Monday 14 December 2009

More empathy, less guilt needed at COP15

 
TRANSCRIPT: "On the one hand it's great because I see a lot of very inspiring and intelligent people but it's also very hard because one of the things I am feeling is that we are missing the train and one of the things I think is very important is that we get the climate empathy we need: since he (her son Francis) was born I was asked frequently by people "aren't you feeling what you are doing now more deeply than before?" I was really astonished about it because for me the empathy with mothers in Bangladesh or your country does not  depend on being a mother myself-- and we need to act for the outcomes of this conference based on this empathy."-- Anja Kohne


Lisa Williams Lahari, Climate Pasifika media - photo and filming by Lisa Williams Lahari

Monday, 14 December 2009, COPENHAGEN--Mothers of the world will find they have a sister in Anja Kohne, (above)  and it's a timely hat for the longtime European environmental activist to wear. Having recently given birth to son Francis, she is attending COP15 with him while on maternity leave. The symbolism of bringing the generation who will live with the decisions from the COP15 into the building is not lost on Kohne, she says perceptions of her activism have changed since she gave birth:

"Since he was born, I was asked by people "aren't you feeling what you are doing now more deeply than before?" I was really astonished about it because for me the empathy with mothers in Bangladesh or your country does not depend on being a mother myself-- and we need to act for the outcomes of this conference based on this empathy."

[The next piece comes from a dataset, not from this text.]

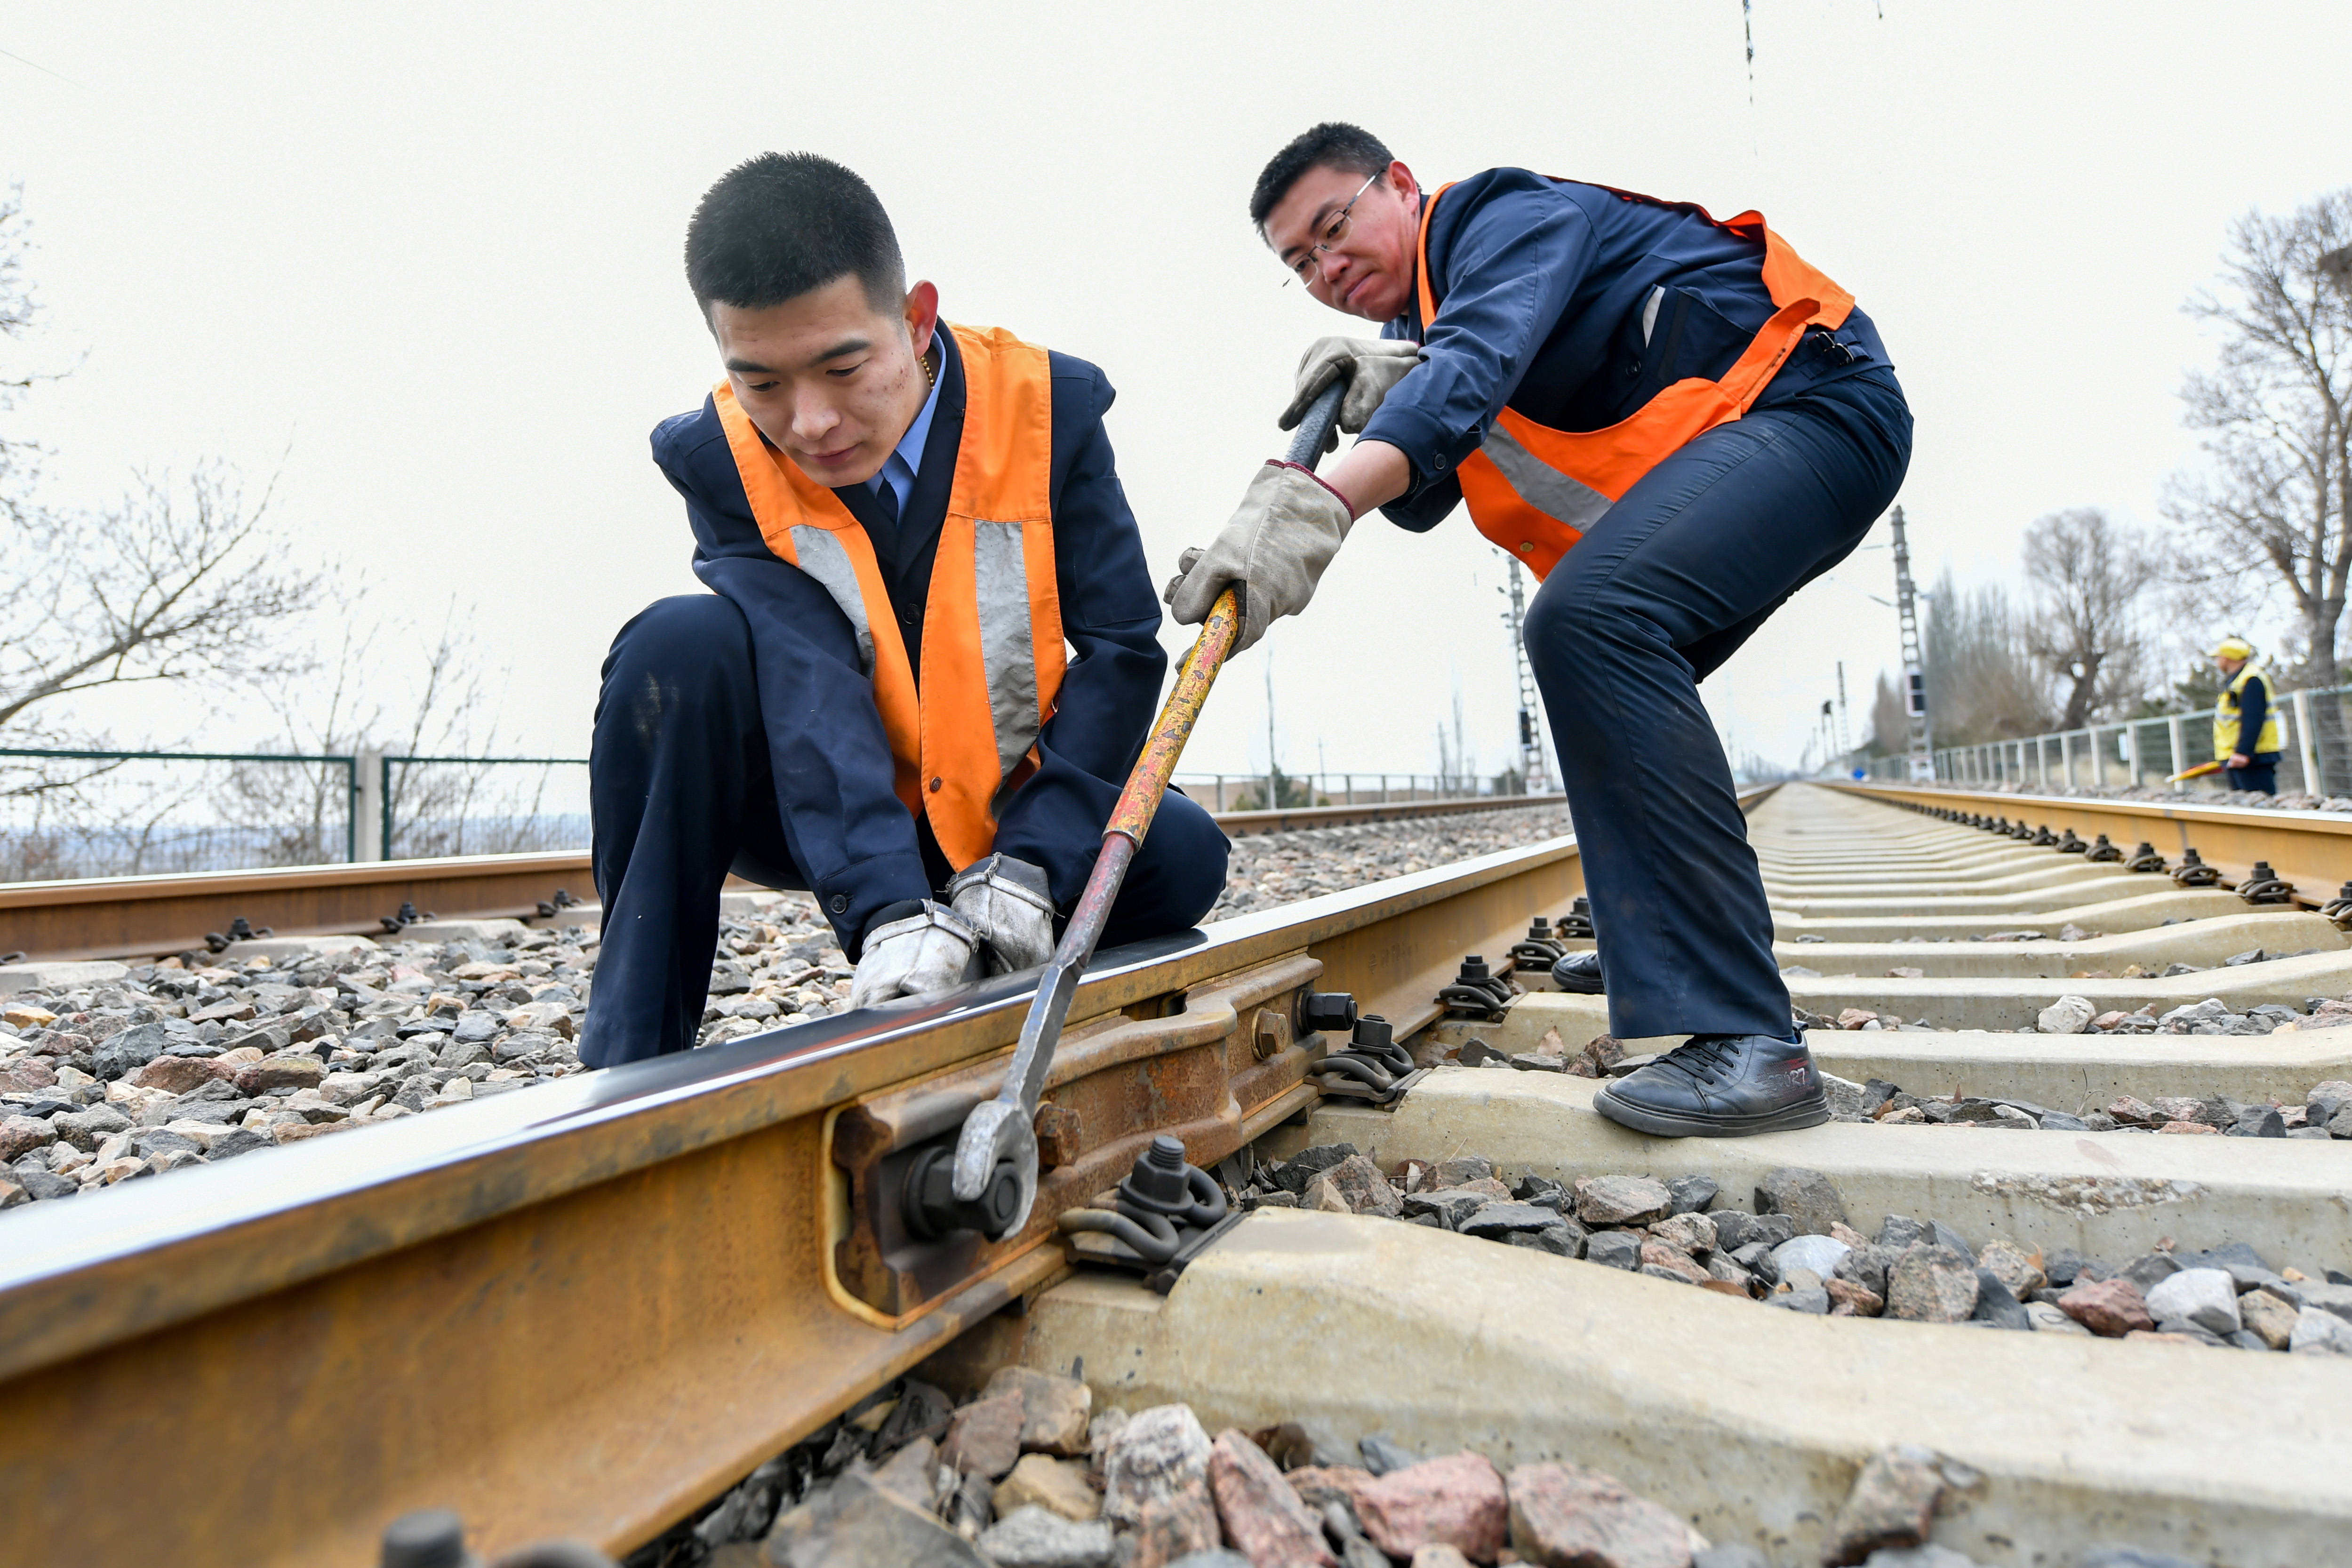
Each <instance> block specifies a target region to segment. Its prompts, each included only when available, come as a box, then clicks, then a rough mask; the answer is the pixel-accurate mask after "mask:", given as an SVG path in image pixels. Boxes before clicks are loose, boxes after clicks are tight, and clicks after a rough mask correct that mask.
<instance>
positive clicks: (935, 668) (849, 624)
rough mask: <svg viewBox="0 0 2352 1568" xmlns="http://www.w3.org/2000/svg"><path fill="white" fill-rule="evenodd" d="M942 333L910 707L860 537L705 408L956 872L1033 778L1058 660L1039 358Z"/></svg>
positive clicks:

Kohne, a first class honours graduate student working on her PhD thesis on environmental policy integration in EU foreign policy, has 15 years behind her in governmental and non-government work. Enough years to convince this environmental policy consultant that the only way for the world to come to a common agreement is for the negotiators on all sides to ditch the guilt trips, acknowledge failure and responsibility, and have some compassion for each other's point of view. 

"We need to go into a state where we can take on responsibility without feeling guilty.  It needs to be a friendly confrontation."  

Confrontation is something COP meetings seem to have in abundance.  Whether you are doing it diplomatically in the plenary and working group negotiations, or loud and proud with the NGO activists staging events in the wings of the negotiations, the clamour is likely to heat up as December 18 nears.  And while the locking horns and colliding positions may be more tuneful to newshounds than mutual support and unison, there are also many examples of how North-South NGO activism and partnerships are stepping up last-chance messages to the COP leaders.

From acronyms like CAN (Climate Action Network) and WWF to an Australian youth coalition campaign called Project Survival, the indicators of that activism being successful -- or a failure, will come through in next week's decisions.  A 'People's Forum' on climate change this week in Copenhagen Central town has also attracted some 10,000 people and will deliver a declaration  to the COP15. 

For Kohne, NGO activism has a large role to play in ensuring governments in the developed nations allow space and input from civil society into the agenda setting.  Kohne's conviction that a global sense of citizenship is what is needed doesn't stop at climate change.  She says worry by developed nations over the economic pressures from constituents is creating a new 'economic racism' which is over riding the scientific proof that urgent and drastic action is needed to avoid the peak and tipping points predicted to take place.

"I was once on a panel with a multinational and he was telling me how he tells his children to do their homework because people in China and India are waiting to do theirs for the same jobs.  I would hope that by the time he (Francis) is 20, he's not thinking anymore about whether it's a German or an Indian or a Chinese he's competing for a job with, he's just doing some work anyway."

But the pace of climate change and its impacts even as the world's leaders meet is creating a new sense of urgency, a demand for a change of mindset and new modes of framing our worlds.  And the fact is that the world is changing so fast that we have to relearn our ways of thinking even as our children are struggling with new environmental realities.

Given that political leaders and their negotiaters are hardly going to start spouting Edward de Bono's six thinking hats method to mapping solutions through the minefield of agendas at COP15, it's easy to become cynical about calls for fresh vision and new thinking when old politics from older men are so much in play.

But Kohne shares two pinpoints of optimism amidst the fear that the 'Hope' in Copenhagen may come to nothing. 

"I have two main sources of hope," she says, "firstly, there is a shared anguish amongst people in developed countries who share the goals and the values of the people who are the so called most affected.  The problem at the moment is to pool the voices of the South with the voices of the North to really have the same perspective.  And I really really hope the G77 and China are going to stand together and are going to insist on deep emission cuts because that's what we need.  If they don't bring this meeting to a positive outcome I think we are all in a bad state."